Si de algo ha carecido la literatura infantil española y latinoamericana desde sus orígenes es de una fácil consulta de sus textos y, por lo tanto, de la divulgación necesaria para el conocimiento de las obras y de los autores que configuran su historia literaria. La dificultad de acceso había impedido que algunas de sus obras pudieran trabajarse como materiales válidos en los distintos niveles educativos actuales o en las bibliotecas. Esa inaccesibilidad a gran parte de los textos y a los autores de la literatura infantil y juvenil española y latinoamericana llevó a la Biblioteca de Literatura Infantil y Juvenil a plantearse desde sus comienzos la divulgación de las obras que resultaban de difícil acceso cuyos receptores específicos eran los niños y los jóvenes y la recuperación de autores que formando parte de la historia literaria eran desconocidos o estaban olvidados. De este modo, la Biblioteca de Literatura Infantil y Juvenil contribuía a divulgar un fondo histórico parcialmente conocido que podía servir para delimitar el campo de estudio de la Literatura Infantil y Juvenil, y al tiempo para poder contar con un material con el que poder establecer los contactos del niño y del joven con la lectura a partir de obras de nuestra historia literaria: desde los autores románticos, costumbristas o realistas del siglo XIX hasta los textos de narradores, dramaturgos o poetas actuales, desde los textos de Fernán Caballero, Coloma o de Julia de Asensi a los de Nicolás Guillén o Gloria Fuertes.
La Biblioteca de Literatura Infantil y Juvenil, sin limitarse a la digitalización de obras que continúa, va ampliando su página con documentos textuales y audiovisuales, con las últimas aportaciones de investigadores y creadores, escritores e ilustradores, con recursos como las bibliotecas de autor, las bibliotecas de ilustradores, la biblioteca encantada con textos de niños y jóvenes, las revistas dedicadas a la promoción de la lectura y la literatura infantil, los portales de instituciones y asociaciones españolas y latinoamericanas, las actas de congresos y seminarios.

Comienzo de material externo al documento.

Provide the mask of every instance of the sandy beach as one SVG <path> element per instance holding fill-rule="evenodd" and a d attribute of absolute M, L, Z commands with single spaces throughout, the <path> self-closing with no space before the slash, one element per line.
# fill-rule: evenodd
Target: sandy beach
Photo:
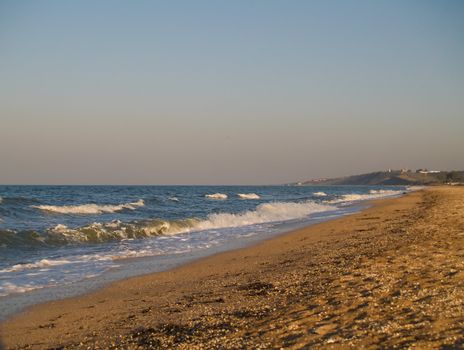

Gracias a la colaboración de todos ellos, investigadores, críticos y creadores, de instituciones y de revistas que han puesto a su disposición colecciones, obras, artículos y otros documentos textuales y audiovisuales es posible la Biblioteca de Literatura Infantil y Juvenil. Y gracias, sobre todo, a los lectores que desde el comienzo le dieron la voz y la palabra.